FBL Financial Group, Inc. Announces Preliminary Results Of Modified Dutch Auction Tender Offer

FBL Financial Group, Inc. (NYSE: FFG) announced today the preliminary results of its modified “Dutch auction” tender offer, which expired on March 27, 2012.

Based on the preliminary count by Computershare Shareowner Services LLC, the depositary for the tender offer, 2,578,046 shares of FBL Financial Group’s Class A Common Stock (the “Shares”), including 245,906 Shares that were tendered through notice of guaranteed delivery, were properly tendered and not withdrawn at a price at or below $35.00. Based on these preliminary results, FBL expects to purchase 2,578,046 Shares, at a purchase price of $35.00 per Share for an expected total cost of $90,231,610, excluding fees and expenses relating to the tender offer. Payment for the Shares accepted for purchase, and return of all Shares tendered and not purchased, will occur promptly after the final number of Shares tendered is confirmed.

On February 26, 2012, FBL Financial Group entered into a Share repurchase agreement with Iowa Farm Bureau Federation (“IFBF”), pursuant to which FBL Financial Group agreed to purchase up to an aggregate of 1,000,000 Shares for a total purchase price of up to $35.0 million.

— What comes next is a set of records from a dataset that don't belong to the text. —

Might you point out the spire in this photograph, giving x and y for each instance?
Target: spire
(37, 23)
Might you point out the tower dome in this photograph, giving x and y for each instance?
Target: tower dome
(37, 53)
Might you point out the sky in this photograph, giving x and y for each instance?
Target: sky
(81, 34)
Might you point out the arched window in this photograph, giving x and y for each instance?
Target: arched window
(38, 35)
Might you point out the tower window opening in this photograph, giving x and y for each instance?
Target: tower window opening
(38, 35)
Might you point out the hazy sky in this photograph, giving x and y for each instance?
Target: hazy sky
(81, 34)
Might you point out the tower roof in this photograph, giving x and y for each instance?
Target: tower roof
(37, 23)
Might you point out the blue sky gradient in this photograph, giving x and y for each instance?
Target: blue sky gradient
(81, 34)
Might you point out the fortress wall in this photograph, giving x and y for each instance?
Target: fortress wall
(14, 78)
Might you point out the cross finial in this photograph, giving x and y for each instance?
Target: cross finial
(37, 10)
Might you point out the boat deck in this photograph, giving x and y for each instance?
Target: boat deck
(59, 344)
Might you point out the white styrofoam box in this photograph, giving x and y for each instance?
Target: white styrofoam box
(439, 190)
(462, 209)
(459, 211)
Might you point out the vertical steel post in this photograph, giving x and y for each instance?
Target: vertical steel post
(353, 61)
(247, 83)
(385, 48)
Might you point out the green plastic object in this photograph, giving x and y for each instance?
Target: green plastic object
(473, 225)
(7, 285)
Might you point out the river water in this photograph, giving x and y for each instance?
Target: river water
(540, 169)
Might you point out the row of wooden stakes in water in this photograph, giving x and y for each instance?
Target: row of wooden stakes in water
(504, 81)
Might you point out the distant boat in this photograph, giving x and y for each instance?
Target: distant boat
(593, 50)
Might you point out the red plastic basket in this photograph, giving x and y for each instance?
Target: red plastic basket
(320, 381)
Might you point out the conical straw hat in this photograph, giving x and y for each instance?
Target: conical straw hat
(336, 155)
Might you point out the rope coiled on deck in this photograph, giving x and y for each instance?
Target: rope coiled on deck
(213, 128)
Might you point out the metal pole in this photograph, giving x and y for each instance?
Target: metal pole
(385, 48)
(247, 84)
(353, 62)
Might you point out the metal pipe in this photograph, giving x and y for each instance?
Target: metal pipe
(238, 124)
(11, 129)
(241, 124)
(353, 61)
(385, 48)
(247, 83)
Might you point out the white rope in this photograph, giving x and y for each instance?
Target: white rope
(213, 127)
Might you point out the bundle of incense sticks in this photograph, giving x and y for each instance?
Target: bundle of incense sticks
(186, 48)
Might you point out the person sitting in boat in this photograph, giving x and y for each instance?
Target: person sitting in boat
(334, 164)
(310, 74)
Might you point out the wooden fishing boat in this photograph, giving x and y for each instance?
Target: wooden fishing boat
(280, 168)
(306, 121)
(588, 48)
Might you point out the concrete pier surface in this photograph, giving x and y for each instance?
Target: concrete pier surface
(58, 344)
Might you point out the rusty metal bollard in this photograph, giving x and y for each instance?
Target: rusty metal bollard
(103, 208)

Assuming the conditions to the private repurchase are satisfied, FBL Financial Group expects to purchase 644,511 Shares from IFBF, at a price of $35.00 per Share for an expected total cost of $22,557,885, excluding fees and expenses relating to the private repurchase. The private repurchase is expected to occur on April 11, 2012, the eleventh business day following the expiration date of the tender offer.

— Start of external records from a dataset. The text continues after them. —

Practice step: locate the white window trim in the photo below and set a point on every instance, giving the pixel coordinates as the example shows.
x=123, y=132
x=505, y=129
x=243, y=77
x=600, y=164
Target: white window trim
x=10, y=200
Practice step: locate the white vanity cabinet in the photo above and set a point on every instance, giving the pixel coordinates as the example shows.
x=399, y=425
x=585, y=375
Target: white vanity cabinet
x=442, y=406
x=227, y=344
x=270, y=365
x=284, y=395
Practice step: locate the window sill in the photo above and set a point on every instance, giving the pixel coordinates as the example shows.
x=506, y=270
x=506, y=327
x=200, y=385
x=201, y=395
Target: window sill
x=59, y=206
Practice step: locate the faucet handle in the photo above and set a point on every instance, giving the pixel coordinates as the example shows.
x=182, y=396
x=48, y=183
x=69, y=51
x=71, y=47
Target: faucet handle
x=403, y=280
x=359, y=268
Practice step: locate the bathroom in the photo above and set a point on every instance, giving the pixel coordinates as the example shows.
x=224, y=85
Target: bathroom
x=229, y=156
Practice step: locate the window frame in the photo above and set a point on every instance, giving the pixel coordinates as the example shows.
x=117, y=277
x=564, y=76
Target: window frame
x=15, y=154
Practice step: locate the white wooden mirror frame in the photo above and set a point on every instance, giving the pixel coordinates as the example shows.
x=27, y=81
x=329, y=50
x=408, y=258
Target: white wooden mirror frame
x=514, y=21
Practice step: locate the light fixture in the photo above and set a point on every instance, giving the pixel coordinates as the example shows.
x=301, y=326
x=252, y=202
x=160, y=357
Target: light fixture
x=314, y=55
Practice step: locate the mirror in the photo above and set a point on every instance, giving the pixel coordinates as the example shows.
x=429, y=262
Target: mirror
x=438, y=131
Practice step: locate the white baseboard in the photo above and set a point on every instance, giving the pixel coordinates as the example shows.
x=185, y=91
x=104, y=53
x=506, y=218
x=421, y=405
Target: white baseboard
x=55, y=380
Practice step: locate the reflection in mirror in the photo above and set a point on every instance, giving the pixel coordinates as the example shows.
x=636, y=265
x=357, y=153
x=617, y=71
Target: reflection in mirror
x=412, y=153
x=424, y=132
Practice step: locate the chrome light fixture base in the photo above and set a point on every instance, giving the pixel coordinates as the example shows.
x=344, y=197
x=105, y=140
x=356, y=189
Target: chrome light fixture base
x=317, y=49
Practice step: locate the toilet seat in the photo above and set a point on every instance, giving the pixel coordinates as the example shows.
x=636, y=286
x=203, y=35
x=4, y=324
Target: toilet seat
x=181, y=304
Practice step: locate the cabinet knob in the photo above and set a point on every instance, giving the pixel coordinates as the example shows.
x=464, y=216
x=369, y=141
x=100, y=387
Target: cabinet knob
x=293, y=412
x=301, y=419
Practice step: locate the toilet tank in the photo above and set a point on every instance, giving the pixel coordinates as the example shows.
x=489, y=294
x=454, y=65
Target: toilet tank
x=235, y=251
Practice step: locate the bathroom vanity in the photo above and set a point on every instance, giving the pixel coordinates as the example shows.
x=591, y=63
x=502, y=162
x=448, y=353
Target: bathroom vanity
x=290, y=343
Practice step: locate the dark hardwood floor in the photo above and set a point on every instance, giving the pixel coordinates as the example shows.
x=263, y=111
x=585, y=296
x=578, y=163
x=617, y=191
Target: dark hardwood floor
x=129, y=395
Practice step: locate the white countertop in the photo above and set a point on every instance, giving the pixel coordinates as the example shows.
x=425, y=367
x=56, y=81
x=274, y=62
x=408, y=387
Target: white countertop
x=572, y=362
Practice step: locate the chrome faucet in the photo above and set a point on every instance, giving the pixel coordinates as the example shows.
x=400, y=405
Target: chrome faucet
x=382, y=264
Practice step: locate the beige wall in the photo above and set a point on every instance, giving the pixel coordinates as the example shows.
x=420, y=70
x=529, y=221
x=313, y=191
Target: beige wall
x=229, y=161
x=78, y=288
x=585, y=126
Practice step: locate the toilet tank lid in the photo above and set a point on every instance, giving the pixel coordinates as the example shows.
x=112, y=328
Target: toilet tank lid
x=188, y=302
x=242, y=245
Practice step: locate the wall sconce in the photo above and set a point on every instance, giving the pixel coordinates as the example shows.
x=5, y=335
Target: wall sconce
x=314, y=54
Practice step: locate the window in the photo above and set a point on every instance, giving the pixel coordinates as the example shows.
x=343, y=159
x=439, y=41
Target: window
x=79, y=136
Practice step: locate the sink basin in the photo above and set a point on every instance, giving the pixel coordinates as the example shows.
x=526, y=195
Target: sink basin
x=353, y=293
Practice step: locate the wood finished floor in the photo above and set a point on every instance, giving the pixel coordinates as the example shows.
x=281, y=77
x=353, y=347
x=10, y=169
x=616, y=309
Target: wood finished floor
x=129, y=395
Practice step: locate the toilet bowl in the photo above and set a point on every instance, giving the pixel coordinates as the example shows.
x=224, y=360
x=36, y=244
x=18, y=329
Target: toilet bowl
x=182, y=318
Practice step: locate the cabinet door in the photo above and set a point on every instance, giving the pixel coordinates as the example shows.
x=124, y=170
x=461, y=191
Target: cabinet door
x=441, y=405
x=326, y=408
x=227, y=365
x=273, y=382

The aggregate purchase price for the Shares repurchased in the tender offer and those repurchased from IFBF is expected to total $112,789,495, and the aggregate number of Shares repurchased in the tender offer and those repurchased from IFBF is expected to total 3,222,557. FBL Financial Group will fund the purchase of the Shares in the tender offer and the private repurchase using cash on hand.

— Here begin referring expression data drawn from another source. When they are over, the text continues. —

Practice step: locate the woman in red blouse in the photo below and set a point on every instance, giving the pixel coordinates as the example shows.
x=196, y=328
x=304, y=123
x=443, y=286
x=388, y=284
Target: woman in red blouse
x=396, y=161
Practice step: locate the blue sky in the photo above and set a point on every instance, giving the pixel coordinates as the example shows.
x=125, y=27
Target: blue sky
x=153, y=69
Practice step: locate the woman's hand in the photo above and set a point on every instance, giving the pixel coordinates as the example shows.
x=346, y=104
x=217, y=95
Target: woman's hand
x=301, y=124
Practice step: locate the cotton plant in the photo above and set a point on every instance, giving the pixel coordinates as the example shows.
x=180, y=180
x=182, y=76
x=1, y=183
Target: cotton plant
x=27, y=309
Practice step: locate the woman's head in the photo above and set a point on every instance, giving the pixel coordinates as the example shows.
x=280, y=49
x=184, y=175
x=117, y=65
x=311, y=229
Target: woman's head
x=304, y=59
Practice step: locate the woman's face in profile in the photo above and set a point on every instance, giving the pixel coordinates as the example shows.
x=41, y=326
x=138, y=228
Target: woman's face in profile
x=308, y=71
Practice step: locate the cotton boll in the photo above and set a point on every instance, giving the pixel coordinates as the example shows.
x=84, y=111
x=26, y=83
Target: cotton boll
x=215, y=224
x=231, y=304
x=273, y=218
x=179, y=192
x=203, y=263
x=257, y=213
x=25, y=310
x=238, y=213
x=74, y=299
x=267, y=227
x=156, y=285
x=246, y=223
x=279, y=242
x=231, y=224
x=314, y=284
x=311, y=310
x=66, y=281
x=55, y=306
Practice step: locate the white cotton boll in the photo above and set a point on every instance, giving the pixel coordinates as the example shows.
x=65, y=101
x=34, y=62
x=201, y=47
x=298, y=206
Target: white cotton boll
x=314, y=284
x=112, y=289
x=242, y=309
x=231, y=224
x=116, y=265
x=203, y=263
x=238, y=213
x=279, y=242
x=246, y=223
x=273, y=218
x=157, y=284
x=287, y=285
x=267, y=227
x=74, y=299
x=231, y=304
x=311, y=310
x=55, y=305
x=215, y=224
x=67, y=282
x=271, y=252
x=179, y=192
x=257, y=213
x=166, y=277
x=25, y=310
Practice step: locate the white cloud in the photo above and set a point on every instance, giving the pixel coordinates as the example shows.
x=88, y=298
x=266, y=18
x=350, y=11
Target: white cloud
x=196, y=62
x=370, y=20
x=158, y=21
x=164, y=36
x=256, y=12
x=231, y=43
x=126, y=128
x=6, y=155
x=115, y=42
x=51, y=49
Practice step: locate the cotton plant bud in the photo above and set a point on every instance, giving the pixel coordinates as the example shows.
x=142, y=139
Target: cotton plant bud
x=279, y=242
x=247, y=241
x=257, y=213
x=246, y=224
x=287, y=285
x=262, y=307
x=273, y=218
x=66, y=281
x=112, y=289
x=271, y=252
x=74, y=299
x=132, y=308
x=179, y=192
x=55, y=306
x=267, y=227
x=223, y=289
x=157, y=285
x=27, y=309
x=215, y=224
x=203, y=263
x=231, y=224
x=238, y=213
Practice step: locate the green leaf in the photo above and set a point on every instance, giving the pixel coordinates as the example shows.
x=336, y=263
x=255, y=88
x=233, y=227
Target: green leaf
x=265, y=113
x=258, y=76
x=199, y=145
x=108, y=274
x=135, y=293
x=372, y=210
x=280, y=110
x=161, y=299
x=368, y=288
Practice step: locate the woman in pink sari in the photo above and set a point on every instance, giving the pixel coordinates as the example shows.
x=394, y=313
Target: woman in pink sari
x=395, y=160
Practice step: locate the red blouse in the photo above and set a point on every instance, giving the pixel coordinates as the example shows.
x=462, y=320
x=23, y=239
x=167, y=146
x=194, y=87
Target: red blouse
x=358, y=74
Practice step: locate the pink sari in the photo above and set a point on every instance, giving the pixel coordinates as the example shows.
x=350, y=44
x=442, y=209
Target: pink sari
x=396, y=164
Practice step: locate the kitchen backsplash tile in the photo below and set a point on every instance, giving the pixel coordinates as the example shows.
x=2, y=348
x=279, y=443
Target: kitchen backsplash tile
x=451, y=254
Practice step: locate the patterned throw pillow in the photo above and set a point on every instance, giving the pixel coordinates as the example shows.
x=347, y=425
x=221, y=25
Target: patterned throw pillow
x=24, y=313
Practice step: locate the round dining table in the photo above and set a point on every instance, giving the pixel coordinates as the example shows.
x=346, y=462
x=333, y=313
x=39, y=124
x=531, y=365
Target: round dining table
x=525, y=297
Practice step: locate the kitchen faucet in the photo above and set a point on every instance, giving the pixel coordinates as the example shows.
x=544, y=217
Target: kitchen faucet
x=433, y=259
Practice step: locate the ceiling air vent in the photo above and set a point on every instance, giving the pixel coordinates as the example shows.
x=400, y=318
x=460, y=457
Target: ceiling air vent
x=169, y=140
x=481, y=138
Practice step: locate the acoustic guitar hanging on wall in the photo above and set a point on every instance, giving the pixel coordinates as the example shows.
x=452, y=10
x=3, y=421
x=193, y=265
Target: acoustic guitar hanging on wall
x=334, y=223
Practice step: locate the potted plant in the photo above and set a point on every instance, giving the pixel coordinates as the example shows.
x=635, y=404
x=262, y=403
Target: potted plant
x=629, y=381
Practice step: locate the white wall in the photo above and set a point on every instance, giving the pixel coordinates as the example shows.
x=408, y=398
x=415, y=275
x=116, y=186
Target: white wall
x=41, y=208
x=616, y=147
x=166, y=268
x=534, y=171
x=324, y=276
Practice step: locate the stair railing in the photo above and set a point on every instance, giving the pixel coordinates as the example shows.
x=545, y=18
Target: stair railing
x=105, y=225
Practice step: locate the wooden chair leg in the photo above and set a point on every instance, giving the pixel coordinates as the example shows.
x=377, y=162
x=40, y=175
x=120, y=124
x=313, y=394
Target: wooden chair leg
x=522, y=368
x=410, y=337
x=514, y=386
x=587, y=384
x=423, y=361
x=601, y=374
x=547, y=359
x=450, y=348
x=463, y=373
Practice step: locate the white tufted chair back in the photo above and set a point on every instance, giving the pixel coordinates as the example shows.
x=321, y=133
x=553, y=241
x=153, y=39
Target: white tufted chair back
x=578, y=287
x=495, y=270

The tender offer and the private repurchase are a part of FBL Financial Group’s $200 million stock repurchase authorization announced on October 7, 2011, and following such transactions, FBL Financial Group will have completed the repurchase of approximately $126.5 million of Shares. FBL Financial Group may in the future consider various forms of share repurchases, including open market purchases, tender offers and/or accelerated share repurchases. Under applicable securities laws, FBL Financial Group may not repurchase any additional Shares until after April 10, 2012.

Raymond James & Associates, Inc. served as the dealer manager for the tender offer. Skadden, Arps, Slate, Meagher & Flom LLP provided legal counsel and Innisfree M&A Incorporated served as the information agent. Shareholders and investors who have questions or need information about the tender offer may call Innisfree M&A Incorporated at (877) 717-3922 (toll-free) and (212) 750-5833 (for banks and brokers).

About FBL Financial Group, Inc.

FBL Financial Group is a holding company whose primary operating subsidiary is Farm Bureau Life Insurance Company. FBL Financial Group underwrites, markets and distributes life insurance and annuities to individuals and small businesses. In addition, FBL Financial Group manages all aspects of two Farm Bureau affiliated property-casualty insurance companies for a management fee. For more information, please visit www.fblfinancial.com.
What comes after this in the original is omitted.